In this case, it is his insistence that U.S. banks can earn their way out of the current hole that they dug themselves in:
Treasury Secretary Timothy Geithner is betting that U.S. banks can do something their Japanese counterparts were unable to accomplish in that country’s “lost decade” of the 1990s: earn their way out of trouble.(emphasis mine)
The stress-test results released yesterday by regulators found that the 19 largest banks face a $74.6 billion capital hole that may be filled mostly by private money. That compares with the hundreds of billions of dollars seen by outside analysts, including the International Monetary Fund, and takes into account banks’ projected earnings over the next two years.
The “stress-test results are an important step forward,” Geithner said in a statement announcing the results. “Americans should know that the government stands behind the banking system and that their deposits are safe.”
...
Geithner told reporters that regulators took a conservative approach to toting up potential credit losses and calculating the industry’s ability to absorb them through increased earnings. The forecast of future profits was at the “quite low end of analysts’ expectations,” he said.

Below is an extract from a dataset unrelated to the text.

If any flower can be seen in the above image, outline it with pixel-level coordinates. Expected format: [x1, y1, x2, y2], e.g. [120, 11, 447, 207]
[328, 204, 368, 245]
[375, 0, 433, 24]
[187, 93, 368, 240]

It is quite literally all a confidence game to him: If he can convince the American public to maintain their confidence in the banking system, then they will make so much money, from those FDIC subsidized loans, I guess, that they will earn their way out of this.
It's also clear that the "stress test" was intended as a confidence building measure, whether it is justified or not.
When you look at the dictionary for the definition of "regulatory capture", the process by, "which a government regulatory agency created to act in the public interest instead acts in favor of the commercial or special interests that dominate in the industry or sector it is charged with regulating," you sill see this picture.
Great googly moogly! How stupid do they think that we are?
Who are they anyway? Maybe we can export them to Namibia.